Here is the main loop that creates the final predictions. It loops over every 6 elements of $s_{ensemble}$ (since each User has 6 tracks), sorts those 6 elements of $s_{ensemble}$ and makes the third element the threshold, and then sets the predictions for the top 3 elements (above the threshold) a 1 and the bottom 3 elements (below the threshold) a 0.

In [17]:
# Loop through all 6 tracks for each user to get top 3 for each user
for index in range(s_ensemble_len // 6):    # floor division
    # Threshold is the third element in the sorted array
    user_score_threshold = np.sort(s_ensemble[index * 6 : index * 6 + 6])[2]    # sort the 6 values for each user and grab the third element
    for index_user in range(6):
        if s_ensemble[index * 6 + index_user] > user_score_threshold:
            final_predictions[index * 6 + index_user] = 1    # set top 3 to 1 (other 3 will be 0)
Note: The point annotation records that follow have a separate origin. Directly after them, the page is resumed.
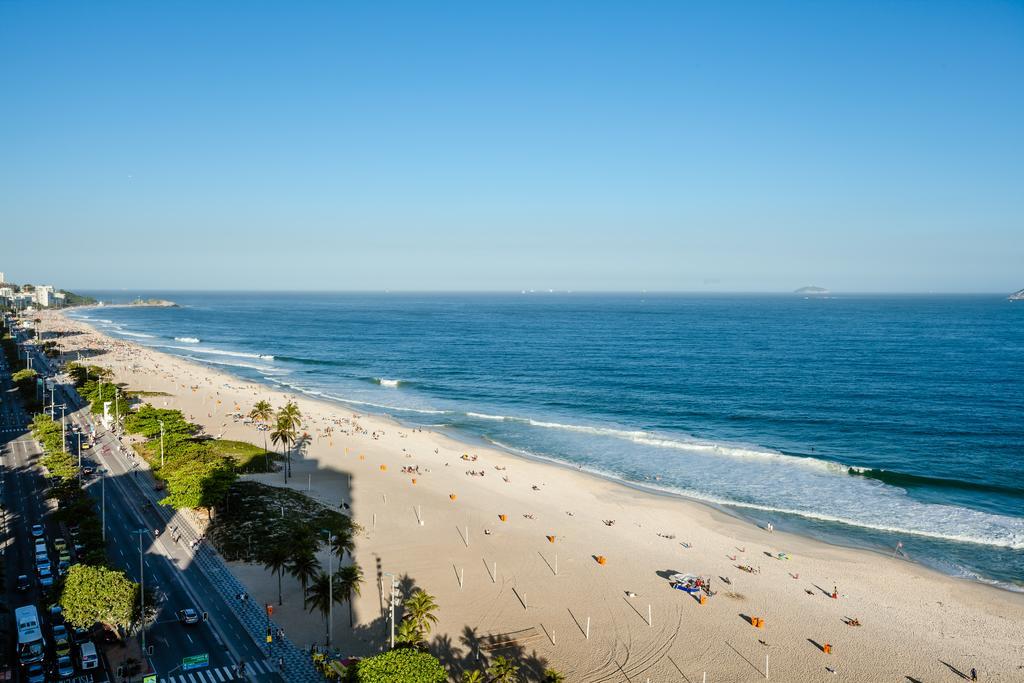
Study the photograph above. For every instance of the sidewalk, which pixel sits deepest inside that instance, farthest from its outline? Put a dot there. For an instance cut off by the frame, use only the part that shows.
(298, 665)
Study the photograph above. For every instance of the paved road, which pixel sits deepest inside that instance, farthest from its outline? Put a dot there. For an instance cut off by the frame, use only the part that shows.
(171, 571)
(23, 486)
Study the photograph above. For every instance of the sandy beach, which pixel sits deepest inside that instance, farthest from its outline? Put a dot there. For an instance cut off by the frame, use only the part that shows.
(536, 571)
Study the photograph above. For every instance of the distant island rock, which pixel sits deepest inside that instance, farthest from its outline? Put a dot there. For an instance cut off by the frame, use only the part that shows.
(159, 303)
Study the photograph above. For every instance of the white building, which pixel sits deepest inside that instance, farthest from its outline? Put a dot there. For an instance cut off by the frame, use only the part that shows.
(44, 295)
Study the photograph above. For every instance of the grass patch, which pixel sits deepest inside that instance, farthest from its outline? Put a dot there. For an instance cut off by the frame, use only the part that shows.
(252, 520)
(247, 458)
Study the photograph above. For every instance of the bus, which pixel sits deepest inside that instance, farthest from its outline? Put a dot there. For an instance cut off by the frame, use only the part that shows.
(31, 646)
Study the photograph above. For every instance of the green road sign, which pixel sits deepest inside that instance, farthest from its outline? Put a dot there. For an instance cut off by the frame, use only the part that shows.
(195, 662)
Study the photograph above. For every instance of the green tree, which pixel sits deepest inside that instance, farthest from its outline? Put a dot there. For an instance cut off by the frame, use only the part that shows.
(503, 670)
(318, 597)
(276, 561)
(303, 564)
(349, 580)
(410, 634)
(406, 666)
(420, 608)
(94, 594)
(263, 412)
(284, 434)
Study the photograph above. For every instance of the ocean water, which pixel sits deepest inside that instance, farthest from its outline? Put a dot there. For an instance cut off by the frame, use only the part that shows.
(860, 420)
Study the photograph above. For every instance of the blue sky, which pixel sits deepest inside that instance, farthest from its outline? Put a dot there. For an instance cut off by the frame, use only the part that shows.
(479, 145)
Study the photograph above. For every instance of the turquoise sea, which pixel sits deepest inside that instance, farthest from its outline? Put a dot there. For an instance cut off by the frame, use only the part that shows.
(861, 420)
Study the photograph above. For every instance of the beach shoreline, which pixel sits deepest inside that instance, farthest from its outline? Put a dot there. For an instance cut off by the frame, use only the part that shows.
(797, 613)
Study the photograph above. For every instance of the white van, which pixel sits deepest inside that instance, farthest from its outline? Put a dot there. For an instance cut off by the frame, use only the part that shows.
(87, 656)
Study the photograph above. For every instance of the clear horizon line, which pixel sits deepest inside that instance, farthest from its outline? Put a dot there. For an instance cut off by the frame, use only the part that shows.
(550, 291)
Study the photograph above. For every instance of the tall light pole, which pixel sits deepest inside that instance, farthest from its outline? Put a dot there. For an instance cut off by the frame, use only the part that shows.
(330, 586)
(141, 587)
(102, 503)
(394, 590)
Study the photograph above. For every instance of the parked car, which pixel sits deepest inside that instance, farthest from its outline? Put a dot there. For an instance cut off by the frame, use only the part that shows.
(65, 668)
(35, 673)
(188, 616)
(61, 643)
(56, 613)
(45, 577)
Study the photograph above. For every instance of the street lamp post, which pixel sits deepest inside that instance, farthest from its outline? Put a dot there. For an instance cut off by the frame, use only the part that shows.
(102, 503)
(141, 587)
(330, 586)
(394, 589)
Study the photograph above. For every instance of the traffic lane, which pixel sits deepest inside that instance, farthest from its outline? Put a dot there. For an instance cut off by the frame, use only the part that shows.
(179, 556)
(123, 524)
(218, 610)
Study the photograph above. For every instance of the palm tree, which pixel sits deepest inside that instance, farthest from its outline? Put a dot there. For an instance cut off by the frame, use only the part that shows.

Finally, we generate the final predictions df using the solutions df and the final predictions generated above. Then we create a csv with the df.

In [18]:
# Generate the final prediction df
final_predictions_df = pd.DataFrame(solutions_df.iloc[:,0])    # make new df using first column of solutions_df
final_predictions_df['Predictor'] = np.array(final_predictions, dtype=int)

In [19]:
final_predictions_df

Unnamed: 0,TrackID,Predictor
0,199810_105760,1
1,199810_18515,1
2,199810_208019,1
3,199810_242681,0
4,199810_74139,0
...,...,...
119995,249010_186634,1
119996,249010_110470,1
119997,249010_72192,0
119998,249010_86104,0


In [20]:
final_predictions_df.to_csv('Ensemble_Predictions.csv', index=False)

### Results
After messing around with `list_of_results` to see if we can improve our score for this assignment, we managed to get our best score of **0.88908**, which put us at the top of the Kaggle leaderboard.